October is Domestic Violence Awareness month, but to really be effective in addressing this issue we all need to be vigilant year round to this profound problem that impacts about 1/3 of women and 25% of men in intimate relationships.  Although love should not hurt, the past two decades I have seen countless examples of abuse in over half my family law cases.  Those that manage to escape these situations do not succeed on their own– they rely on the help of either family, friends, neighbors, therapists, neighbors, the police, an attorney,  or some other trusted individual that can lend a sympathetic ear and provide sage advice.   If you see someone in need, do whatever you can to connect them with the appropriate resources to develop an escape plan.

Here are the 4 most common scenarios my clients have encountered from their partners:

Physical abuse– this is obviously the easiest to spot, particularly when someone shows up with bruises, and in addition to pictures they may even have witnesses, police reports or medical records that can verify their allegations. There is often a lot of shame around this situation, and it’s important to change the narrative immediately.  The abuser is the only one who should feel any shame, and the person finally leaving the abuser should be celebrated for finding the courage to leave the toxic situation.  Ultimately, what they wish to do with the evidence of abuse varies a lot. Some want to file for a Civil Protective Order, some incidents may lead to criminal charges, but many often just want to separate and move on. The pros and cons to each choice have to be weighed carefully, and it really isn’t fair for anyone else to pass judgment.

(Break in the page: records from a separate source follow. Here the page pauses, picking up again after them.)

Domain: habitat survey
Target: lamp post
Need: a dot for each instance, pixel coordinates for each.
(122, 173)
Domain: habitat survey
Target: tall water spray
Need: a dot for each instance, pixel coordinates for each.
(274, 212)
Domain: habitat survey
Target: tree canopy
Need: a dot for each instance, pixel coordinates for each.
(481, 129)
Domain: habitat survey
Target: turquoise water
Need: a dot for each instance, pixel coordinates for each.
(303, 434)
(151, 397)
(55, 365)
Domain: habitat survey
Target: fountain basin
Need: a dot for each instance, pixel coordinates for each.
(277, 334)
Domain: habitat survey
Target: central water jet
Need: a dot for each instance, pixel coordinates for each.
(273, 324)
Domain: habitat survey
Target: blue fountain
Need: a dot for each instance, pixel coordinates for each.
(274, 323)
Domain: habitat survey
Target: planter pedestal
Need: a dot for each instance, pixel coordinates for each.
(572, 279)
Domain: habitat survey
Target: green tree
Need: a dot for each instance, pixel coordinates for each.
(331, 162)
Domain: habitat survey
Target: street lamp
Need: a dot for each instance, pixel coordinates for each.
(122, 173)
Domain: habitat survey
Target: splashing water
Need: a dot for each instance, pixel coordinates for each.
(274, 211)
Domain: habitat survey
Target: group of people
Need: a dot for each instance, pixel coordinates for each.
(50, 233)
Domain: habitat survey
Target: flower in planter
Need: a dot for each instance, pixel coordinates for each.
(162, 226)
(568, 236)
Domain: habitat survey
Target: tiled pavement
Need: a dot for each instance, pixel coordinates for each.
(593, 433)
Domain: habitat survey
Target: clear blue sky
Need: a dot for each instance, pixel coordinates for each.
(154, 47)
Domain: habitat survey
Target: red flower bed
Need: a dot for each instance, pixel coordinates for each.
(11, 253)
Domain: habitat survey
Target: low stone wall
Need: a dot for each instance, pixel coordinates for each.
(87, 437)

Psychological abuse– this one can be difficult to prove, and is considerably more subjective. What if there are no emails/texts/phone messages/social media posts that clearly show one person made statements or took any actions with the intent to scare, harass, humiliate, manipulate or provoke another individual? While we may not doubt the fear that victim felt was real, when we have a he says vs. she says situation, the courts may be limited in providing a real remedy.  The best use of resources here is to focus on working with a mental health professional to delve a bit more into past patterns and help establish boundaries to build healthier relationships moving forward. 

Financial abuse– while this one may be difficult to imagine, especially if you are a professional that has always maintained your own finances, not everyone is in such a fortunate position.  Some people do rely entirely on their partner’s income or management of the marital assets.  It’s not something that happens overnight, but often one person becomes more focused on child rearing while the other one takes control of the family finances. At first, there is typically little reason to doubt the person handling the money will make the best decisions to preserve the family’s financial security, until one day a devastating discovery is made that destroys all trust and then the economically dependent person finds s/he has no access to cash or credit, and has been saddled with tremendous debt.

Post-separation abuse– one would think that after a break up the drama would end, but sadly this is not true in all cases.  Sometimes, one person simply cannot let go and so they will continue to harass or stalk a former partner, try to alienate the kids from the other parent, or use the legal system to intimidate an ex.  Professional help is often needed in these difficult situations, which tend to be incredibly time consuming and expensive, particularly when repeated court appearances are required.

It takes tremendous courage to escape an abuser, who often uses a person’s sense of obligation, fear or guilt to keep them trapped.  To end the suffering in silence, we all need to do our part to check in on those we love, and remind ourselves that healthy, loving relationships never involve physical harm, verbal abuse, or threats of economic ruin.